Israel reportedly waits for Hamas reply to new Gaza cease-fire plan
A Palestinian walks past the rubble of buildings destroyed in Israeli bombardments, in Rafah, in the southern Gaza Strip, Palestine, April 30, 2024. (AFP Photo)


Israel is reportedly waiting for Hamas to respond to proposals for a cease-fire in Gaza and a return of Israeli hostages before sending a team to Cairo to continue talks, a person close to Prime Minister Benjamin Netanyahu said Tuesday.

With U.S. Secretary of State Antony Blinken due to arrive in Tel Aviv on Tuesday evening following a visit to Riyadh to help broker a normalization deal between Saudi Arabia and Israel, pressure has been building for an agreement to stop the war as it nears the end of its seventh month.

Expectations that an agreement could be in sight have grown in recent days following a renewed push led by Egypt to revive stalled negotiations between Israel and Hamas.

But so far, there has been little sign of agreement on the most fundamental difference between the two sides, the Hamas demand that any deal must ensure a withdrawal of troops and a permanent end to the Israeli operation in Gaza.
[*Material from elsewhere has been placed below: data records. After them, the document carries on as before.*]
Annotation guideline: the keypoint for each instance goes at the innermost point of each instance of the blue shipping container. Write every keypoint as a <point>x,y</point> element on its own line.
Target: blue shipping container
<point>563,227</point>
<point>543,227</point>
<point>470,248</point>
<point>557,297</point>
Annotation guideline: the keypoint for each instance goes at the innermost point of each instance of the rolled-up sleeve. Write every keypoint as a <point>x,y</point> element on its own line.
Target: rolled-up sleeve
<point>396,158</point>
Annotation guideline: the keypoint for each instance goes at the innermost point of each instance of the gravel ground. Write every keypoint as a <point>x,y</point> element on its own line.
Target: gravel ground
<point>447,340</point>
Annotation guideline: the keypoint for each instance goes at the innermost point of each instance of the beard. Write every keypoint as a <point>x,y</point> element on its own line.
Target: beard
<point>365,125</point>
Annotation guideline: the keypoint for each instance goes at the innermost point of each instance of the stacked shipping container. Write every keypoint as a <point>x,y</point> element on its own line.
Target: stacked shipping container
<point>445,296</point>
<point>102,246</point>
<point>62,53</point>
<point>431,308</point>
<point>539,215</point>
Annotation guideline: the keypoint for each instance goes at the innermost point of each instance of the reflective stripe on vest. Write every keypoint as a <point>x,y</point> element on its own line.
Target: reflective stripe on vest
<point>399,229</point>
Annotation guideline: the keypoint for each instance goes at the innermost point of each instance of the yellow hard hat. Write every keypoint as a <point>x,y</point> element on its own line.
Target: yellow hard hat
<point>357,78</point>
"We can't tell our people the occupation will stay or the fight will resume after Israel regains its prisoners," said a Palestinian official from a group allied with Hamas. "Our people want this aggression to end."

For Netanyahu, any move is likely to be affected by divisions in his own Cabinet between ministers pressing to bring home at least some of the 133 Israeli hostages left in Gaza, and hardliners insisting on the long-promised assault on the southern city of Rafah.

An incursion into Rafah will happen "with a deal or without a deal," Netanyahu said on Tuesday, adding that ending the war before reaching its objectives was "out of the question."